Grundlage dafür sind zwei Punkte. Zum ersten ist für Gebäude entlang der neuen Straße ein abwechslungsreiches, plastisches und teilweise leicht gefaltetes Fassadenspiel vorgesehen. Dadurch erhält die Straße den harmonischen Charakter einer klassischen Altbaustraße. Zum Zweiten wird es dort keinen Autoverkehr geben. Die Straße wird, ähnlich wie seit einigen Jahren in Städten wie Barcelona oder Amsterdam, gleichzeitig verkehrsstill, begrünt und durch Restaurants, Geschäfte und Anwohner belebt sein.
Die 140 m lange Straße kann man auch als ein gebautes Manifest verstehen. Sie präsentiert ein plausibles Richtungsbeispiel für weitere Straßentransformationen im Stadtbild von Frankfurt am Main.

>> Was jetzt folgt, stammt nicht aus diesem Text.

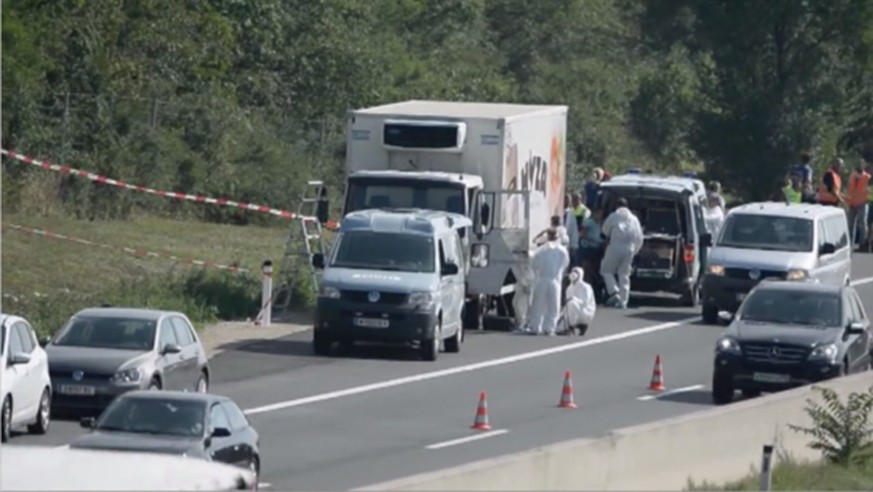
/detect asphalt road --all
[11,255,873,490]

Die Realisierung wurde 2018 von der OrT Group übernommen. Erfreulicherweise sorgt das städtebaulich und nachhaltig denkende Unternehmen mit weiteren Ideen und einem ambitionierten Quartiersmanagement dafür, dass das Projekt auch über den Zeitpunkt der baulichen Fertigstellung gelingt.